Non David, non. Je veux un mixte. On ne peut éliminer le marché, il est essentiel. On ne peut éliminer l’État, car il est tout aussi essentiel.

Il faut simplement mettre en place des processus de vérification qui limite au maximum les risques de corruption.

C’est comme notre corps, on fait le maximum pour ne pas tomber malade.

Tout n’est pas que noir ou blanc, allez-vous le comprendre un jour?

@lemoutongris

« je constate que c’est sans espoir… »

Je peux dire la même chose pour vous. 😉

« plusieurs produits agricoles (lait, pain, oeufs, fruits, légumes, alcool), que je pourrais avoir à meilleur prix sans els contrôles. »

Ça, c’est un mythe. Regarde l’Alberta, tout coûte plus cher et ils sont pourtant moins porté sur le contrôle.

Rien assure que les prix seront plus hauts ou plus bas. Penses-y, on enlève tous les contrôles et les taxes sur les produits, que feront les producteurs? Ils augmenteront probablement les prix. Ils savent que nous étions prêts à payer plus cher pour des oeufs, penses-tu pas qu’ils vont en profiter.

« des chansons supposément trop vulgaires, des chansons dans la langue de mon choix, des canaux de mon choix… »

Désolé, mais tu as accès à tous ce que tu veux. Avec la technologie aujourd’hui, et surtout l’Internet, tu peux écouter toutes la musiques et toutes les émissions que tu souhaites.

« Ça, c’est un mythe. »

En 2008, quand j’ai déménagé en Saskatchewan, le 4l de lait était au bas mot 1,50 $ de moins. Présentement, aux ÉU, je paie ma douzaine d’oeufs 1,41$, mon 4l de lait 2,15$, un bon vin 2,50$/l…

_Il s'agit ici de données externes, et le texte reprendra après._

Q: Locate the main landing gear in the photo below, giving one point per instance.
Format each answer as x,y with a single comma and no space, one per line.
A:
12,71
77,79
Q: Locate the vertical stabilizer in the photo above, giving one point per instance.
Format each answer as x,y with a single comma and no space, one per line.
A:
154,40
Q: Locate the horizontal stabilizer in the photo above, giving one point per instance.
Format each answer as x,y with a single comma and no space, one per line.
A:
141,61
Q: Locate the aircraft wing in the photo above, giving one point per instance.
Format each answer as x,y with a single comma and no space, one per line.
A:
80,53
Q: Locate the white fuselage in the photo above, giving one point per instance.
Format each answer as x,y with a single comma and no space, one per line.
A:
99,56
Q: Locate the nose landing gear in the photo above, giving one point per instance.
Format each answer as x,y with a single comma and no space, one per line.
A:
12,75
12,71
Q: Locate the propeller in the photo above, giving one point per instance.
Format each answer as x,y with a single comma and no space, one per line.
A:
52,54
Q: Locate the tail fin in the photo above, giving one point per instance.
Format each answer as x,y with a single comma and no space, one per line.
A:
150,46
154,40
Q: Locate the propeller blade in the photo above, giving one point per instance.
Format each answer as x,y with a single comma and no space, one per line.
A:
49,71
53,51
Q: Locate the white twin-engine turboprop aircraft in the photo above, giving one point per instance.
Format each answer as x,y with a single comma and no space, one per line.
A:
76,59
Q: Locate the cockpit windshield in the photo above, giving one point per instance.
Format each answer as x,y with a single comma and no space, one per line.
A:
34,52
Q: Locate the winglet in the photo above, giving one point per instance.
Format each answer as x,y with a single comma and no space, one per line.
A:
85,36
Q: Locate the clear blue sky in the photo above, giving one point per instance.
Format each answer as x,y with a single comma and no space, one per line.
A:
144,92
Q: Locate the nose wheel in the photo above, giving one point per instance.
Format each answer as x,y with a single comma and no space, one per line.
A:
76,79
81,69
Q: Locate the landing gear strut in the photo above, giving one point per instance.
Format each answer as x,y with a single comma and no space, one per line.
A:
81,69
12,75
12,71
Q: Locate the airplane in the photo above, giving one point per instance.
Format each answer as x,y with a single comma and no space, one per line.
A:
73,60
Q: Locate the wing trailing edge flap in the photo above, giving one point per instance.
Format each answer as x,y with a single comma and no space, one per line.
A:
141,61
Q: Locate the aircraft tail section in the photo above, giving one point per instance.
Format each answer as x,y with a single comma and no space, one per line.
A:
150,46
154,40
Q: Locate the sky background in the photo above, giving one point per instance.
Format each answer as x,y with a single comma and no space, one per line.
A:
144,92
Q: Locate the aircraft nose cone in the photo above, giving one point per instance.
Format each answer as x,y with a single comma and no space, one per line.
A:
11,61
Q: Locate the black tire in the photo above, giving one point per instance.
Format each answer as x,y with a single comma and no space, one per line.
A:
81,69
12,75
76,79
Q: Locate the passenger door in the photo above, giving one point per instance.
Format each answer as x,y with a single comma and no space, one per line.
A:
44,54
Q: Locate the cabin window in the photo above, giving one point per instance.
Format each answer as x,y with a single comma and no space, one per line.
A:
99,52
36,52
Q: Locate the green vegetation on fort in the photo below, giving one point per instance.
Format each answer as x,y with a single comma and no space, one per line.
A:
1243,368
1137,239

« Regarde l’Alberta, tout coûte plus cher et ils sont pourtant moins porté sur le contrôle. »

demande explosante (?) = hausse des prix. économie 101.

« Ils savent que nous étions prêts à payer plus cher pour des oeufs, penses-tu pas qu’ils vont en profiter. »

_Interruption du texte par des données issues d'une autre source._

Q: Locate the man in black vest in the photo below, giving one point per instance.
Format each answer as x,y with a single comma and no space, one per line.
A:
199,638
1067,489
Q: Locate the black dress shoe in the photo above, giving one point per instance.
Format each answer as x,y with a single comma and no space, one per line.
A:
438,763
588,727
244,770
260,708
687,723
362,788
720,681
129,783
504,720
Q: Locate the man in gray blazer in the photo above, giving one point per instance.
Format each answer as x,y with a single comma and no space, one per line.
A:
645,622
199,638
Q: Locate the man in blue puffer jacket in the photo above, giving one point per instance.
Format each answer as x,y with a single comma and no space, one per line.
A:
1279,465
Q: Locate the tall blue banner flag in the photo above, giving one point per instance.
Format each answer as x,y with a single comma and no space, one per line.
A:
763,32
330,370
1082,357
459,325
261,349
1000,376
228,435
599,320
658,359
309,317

pas s’ils veulent rester en affaire.

» Avec la technologie aujourd’hui, et surtout l’Internet, tu peux écouter toutes la musiques et toutes les émissions que tu souhaites. »

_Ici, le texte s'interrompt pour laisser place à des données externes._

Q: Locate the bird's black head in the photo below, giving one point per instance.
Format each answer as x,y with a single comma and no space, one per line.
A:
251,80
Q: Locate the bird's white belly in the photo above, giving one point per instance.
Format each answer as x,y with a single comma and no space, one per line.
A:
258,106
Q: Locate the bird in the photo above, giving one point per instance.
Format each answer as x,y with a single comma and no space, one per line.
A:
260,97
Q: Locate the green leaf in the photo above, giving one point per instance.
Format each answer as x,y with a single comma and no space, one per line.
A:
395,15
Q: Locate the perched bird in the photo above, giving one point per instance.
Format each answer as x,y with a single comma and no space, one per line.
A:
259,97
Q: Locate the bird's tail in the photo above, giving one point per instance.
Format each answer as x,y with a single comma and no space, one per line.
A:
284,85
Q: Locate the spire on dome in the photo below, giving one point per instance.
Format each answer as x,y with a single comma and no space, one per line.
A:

1) pour l’instant, parce que le gouvernement ne le contrôle pas encore
2) je parlais de la radio régulière

@ Kevin

Donc tu considère que le privé est à un système mixte. Donc tu n’a pas vraiment de problème avec la corruption…

Tu me fait penser À un type qui fume 3 paquet de cigarette par jour mais qui pense qu’il va prévenir le cancer en mangeant du brocoli…

@lemoutongris

« demande explosante (?) = hausse des prix. économie 101. »

Parce que vous croyez qui si on baisse les prix des aliments au Québec, la demande n’augmentera pas!

Et il n’y a pas que la bouffe dans le coût de la vie. Ex: L’assurance-vie coûte une fortune et ne couvre pas toujours tout.

« pas s’ils veulent rester en affaire. »

Ils resteront en affaires. Nous payons déjà notre douzaine d’œufs à 3$. Si un jour on supprime les taxes et les contrôles, les producteurs n’ont qu’à immédiatement monter les prix. Le consommateur n’y verrait que du feux.

« 1) pour l’instant, parce que le gouvernement ne le contrôle pas encore
2) je parlais de la radio régulière »

Oh, vous modérez vos propos. C’est bien, ça donne des réponses plus intelligentes.

Mais..

1) Ne soyez pas inquiet, le gouvernement ne prendra jamais le contrôle de l’internet. À moins de vouloir créer une révolte populaire.

2) Est-ce que l’on entend de la musique vulgaire dans les radios américaines, qui je crois ne sont sous aucun contrôle. (Je ne suis pas certains)

De toutes façons même sans contrôle, ça ne changerait pas grand chose. Les stations de radio répondent à un public cible bien précis. Des chansons trop vulgaires ne passeraient pas plus même sans les contrôles.

Et encore, vous pouvez écouter certaines stations radio sur internet qui ne sont sous aucun contrôle.

…Et si vous tenez absolument à écouter de la musique très vulgaire, faites le sacrifice d’aller l’écouter ailleurs. Vous ne faites que d’un minuscule public cible.